Section 624 of the Act provides that a person commits a newstart participation failure, amongst other things, if the person fails to comply with a requirement to enter into a Newstart Activity Agreement without a reasonable excuse.
Piotto’s case
In both proceedings, Piotto relied on similar grounds, namely:
• the AAT erred in finding that there was evidence of a valid delegation in place from the Secretary to MatchWorks;
• the AAT erred in finding that Piotto had no ‘reasonable excuse’ as the proposed activity agreements were ‘unconscionable’ or ‘inherently faulty’;
• the AAT erred in finding that Piotto was required to sign the Newstart Activity Agreements when parties to the agreements had not engaged in a negotiation process.
Discussion
The Court held that the AAT had in fact erred in finding that there was a valid delegation in place when no evidence of the correct delegation was presented before it. The Court contrasted the current case with Lim v Secretary to DEEWR (No 2) [2008] FCA 1752, which also considered the same issue of valid delegation and said:
In contrast to the circumstances described in Lim, the respondent did not produce evidence before the Tribunal to show that MatchWorks provided services to the respondent pursuant to an arrangement described in cl 3 of the delegation, or that the relevant employees of MatchWorks were employed to perform functions and provide services pursuant to that arrangement. In particular, no document was before the Tribunal to show that MatchWorks was an Employment Service Provider within the meaning of cl 3(b) of the delegation. The mere assertion in submissions that such was the case is not tantamount to evidence before the Tribunal.

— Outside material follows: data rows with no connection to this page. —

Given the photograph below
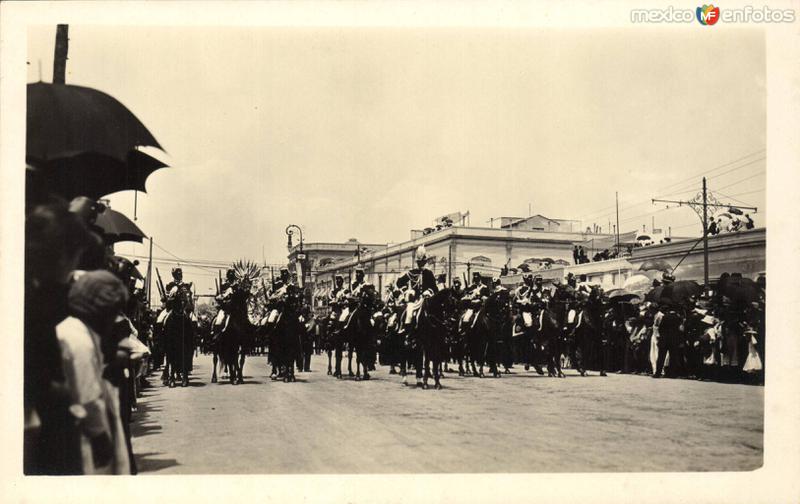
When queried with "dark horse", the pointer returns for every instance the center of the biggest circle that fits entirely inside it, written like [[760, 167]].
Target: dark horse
[[359, 334], [179, 338], [434, 323], [547, 338], [585, 328], [285, 338], [232, 332], [483, 337]]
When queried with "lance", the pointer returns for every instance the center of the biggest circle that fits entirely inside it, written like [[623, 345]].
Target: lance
[[160, 285]]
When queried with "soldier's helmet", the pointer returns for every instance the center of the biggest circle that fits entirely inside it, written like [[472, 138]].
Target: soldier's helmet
[[422, 255]]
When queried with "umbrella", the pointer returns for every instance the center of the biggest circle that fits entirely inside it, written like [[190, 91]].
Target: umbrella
[[655, 264], [740, 289], [679, 292], [654, 296], [85, 141], [638, 284], [128, 268], [116, 227], [623, 296]]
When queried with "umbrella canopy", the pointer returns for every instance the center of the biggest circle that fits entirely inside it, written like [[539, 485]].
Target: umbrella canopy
[[85, 141], [127, 268], [623, 296], [679, 292], [654, 296], [117, 227], [638, 284], [741, 290], [656, 264]]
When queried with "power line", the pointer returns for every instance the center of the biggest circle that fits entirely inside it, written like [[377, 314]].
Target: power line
[[599, 213]]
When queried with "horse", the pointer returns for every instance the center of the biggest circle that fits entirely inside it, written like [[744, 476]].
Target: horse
[[232, 332], [285, 338], [585, 327], [433, 324], [483, 335], [178, 335], [358, 332], [547, 338]]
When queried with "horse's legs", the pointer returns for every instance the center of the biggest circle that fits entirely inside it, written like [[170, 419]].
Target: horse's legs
[[426, 363], [338, 372], [350, 359], [241, 366]]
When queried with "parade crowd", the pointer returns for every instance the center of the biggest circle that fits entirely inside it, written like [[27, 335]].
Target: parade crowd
[[90, 339], [83, 357]]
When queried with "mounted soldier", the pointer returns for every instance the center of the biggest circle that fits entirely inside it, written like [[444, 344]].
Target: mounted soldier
[[473, 297], [285, 302], [336, 303], [232, 328], [178, 321], [418, 282]]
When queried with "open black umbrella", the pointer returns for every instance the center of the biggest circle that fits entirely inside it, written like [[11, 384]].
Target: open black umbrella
[[654, 296], [740, 289], [85, 141], [622, 296], [656, 264], [679, 292], [117, 227]]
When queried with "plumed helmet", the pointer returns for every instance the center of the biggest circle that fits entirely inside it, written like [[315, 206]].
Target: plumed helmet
[[421, 255]]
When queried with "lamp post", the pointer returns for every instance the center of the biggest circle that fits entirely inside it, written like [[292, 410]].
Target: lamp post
[[290, 230]]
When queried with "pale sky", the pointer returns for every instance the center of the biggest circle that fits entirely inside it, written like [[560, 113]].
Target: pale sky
[[368, 133]]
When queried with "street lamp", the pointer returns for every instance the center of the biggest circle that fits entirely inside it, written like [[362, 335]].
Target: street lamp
[[289, 232]]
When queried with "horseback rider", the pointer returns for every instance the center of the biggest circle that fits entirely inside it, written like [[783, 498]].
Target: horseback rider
[[177, 288], [474, 296], [418, 283], [539, 293], [441, 282], [457, 290]]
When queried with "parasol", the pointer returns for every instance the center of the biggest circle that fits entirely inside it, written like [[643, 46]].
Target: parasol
[[654, 296], [85, 141], [655, 264], [740, 289], [623, 296], [679, 292], [117, 227], [638, 284]]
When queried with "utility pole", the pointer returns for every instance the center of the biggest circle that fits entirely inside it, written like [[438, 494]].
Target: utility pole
[[616, 228], [60, 55], [700, 204], [150, 272], [705, 234]]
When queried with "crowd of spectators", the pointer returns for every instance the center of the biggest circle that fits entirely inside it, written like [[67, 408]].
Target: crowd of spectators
[[81, 350]]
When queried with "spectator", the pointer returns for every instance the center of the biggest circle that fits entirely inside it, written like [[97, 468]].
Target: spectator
[[55, 241], [94, 369]]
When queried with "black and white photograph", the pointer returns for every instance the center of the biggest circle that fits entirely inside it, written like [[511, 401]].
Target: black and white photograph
[[402, 245]]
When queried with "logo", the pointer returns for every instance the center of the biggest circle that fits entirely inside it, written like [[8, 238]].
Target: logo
[[708, 15]]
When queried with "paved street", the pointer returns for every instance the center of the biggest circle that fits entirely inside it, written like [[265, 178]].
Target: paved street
[[519, 423]]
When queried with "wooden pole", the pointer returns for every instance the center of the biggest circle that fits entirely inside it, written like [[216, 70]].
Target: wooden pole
[[60, 56]]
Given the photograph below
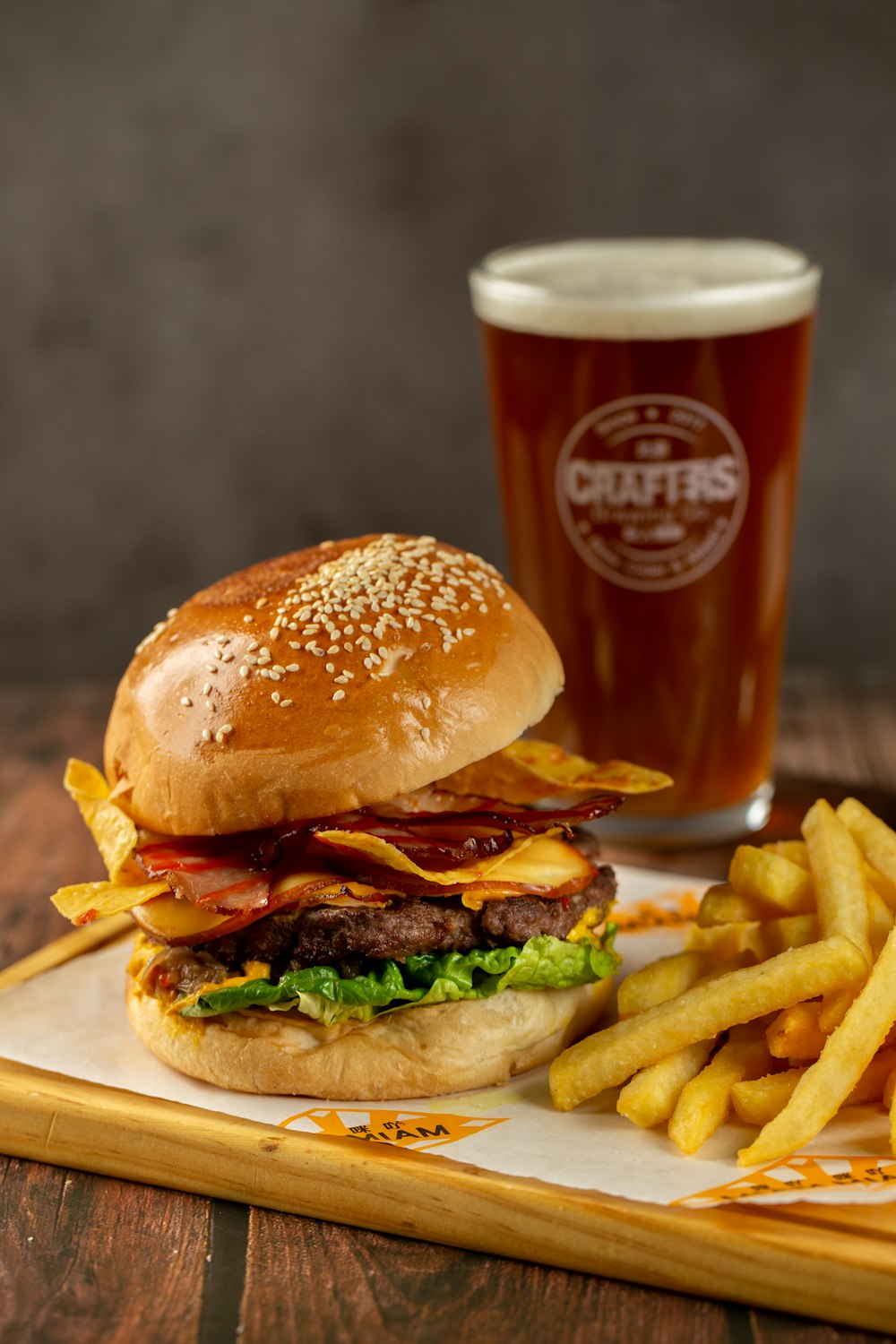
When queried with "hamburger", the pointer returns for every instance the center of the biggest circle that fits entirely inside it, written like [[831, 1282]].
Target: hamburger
[[349, 875]]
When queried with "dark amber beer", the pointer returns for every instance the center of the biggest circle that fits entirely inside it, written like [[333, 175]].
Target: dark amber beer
[[648, 402]]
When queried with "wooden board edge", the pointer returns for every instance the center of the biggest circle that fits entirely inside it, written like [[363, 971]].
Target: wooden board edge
[[70, 945], [711, 1253]]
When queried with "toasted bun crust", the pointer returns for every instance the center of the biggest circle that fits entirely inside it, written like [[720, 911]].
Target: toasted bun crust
[[411, 1053], [373, 667]]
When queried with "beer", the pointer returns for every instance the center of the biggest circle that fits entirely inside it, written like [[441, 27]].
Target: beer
[[648, 402]]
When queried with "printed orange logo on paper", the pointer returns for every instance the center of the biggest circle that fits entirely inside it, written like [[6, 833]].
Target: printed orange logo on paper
[[677, 909], [794, 1175], [401, 1128]]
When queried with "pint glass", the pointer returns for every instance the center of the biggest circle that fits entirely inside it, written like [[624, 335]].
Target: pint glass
[[648, 402]]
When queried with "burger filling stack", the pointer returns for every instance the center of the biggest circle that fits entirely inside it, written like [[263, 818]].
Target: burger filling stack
[[349, 875]]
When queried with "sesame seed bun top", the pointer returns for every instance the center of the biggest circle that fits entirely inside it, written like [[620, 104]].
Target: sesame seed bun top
[[324, 680]]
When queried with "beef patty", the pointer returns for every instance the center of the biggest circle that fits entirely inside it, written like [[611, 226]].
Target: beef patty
[[292, 940]]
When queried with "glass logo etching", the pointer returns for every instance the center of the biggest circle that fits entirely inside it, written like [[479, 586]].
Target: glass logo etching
[[651, 491]]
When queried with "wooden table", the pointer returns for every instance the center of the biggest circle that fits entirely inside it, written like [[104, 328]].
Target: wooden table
[[89, 1258]]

In both proceedings, the Court held that the matters must be remitted back to the Tribunal for consideration for want of a valid delegation from the Secretary to MatchWorks.
Although not strictly necessary, the Court also considered the other grounds of appeal relied by Piotto. Counsel for the Secretary argued that the Act empowers the Secretary to impose the terms of a Newstart Activity Agreement rather than requiring a true process of negotiation and relied on a Tribunal’s decision in Dunn v Secretary to DEEWR [2007] AATA 1031. The Court saw no reason to depart from the Tribunal’s observations in Dunn regarding the extent of ‘negotiation’ required by the Act. However, the Court held that in relation to the alleged denial of a right to negotiate, it is not a ground which raises any question of law upon which a review of the AAT decision could be raised and referred to the decision in Despot v Department to FCS [2004] FCA 140.
The Court also found that Piotto had not demonstrated he had a reasonable excuse for refusing to enter into the Newstart Activity Agreement. The Court noted that matters which will constitute a reasonable excuse for the purposes of s.624 of the Act are serious matters which have a significant impact on the person’s ability to comply and accordingly referred to matters listed in the Social Security (Reasonable Excuse) (DEWR) Determination 2006. The Court stated that Piotto’s disagreement over which terms were suitable for inclusion in the Newstart Activity Agreement did not constitute a reasonable excuse.
Accordingly, all other grounds of appeal relied by Piotto failed.
Formal decision
The matters were remitted back to the Tribunal for reconsideration. The Court decided that it was appropriate that there was no order as to costs.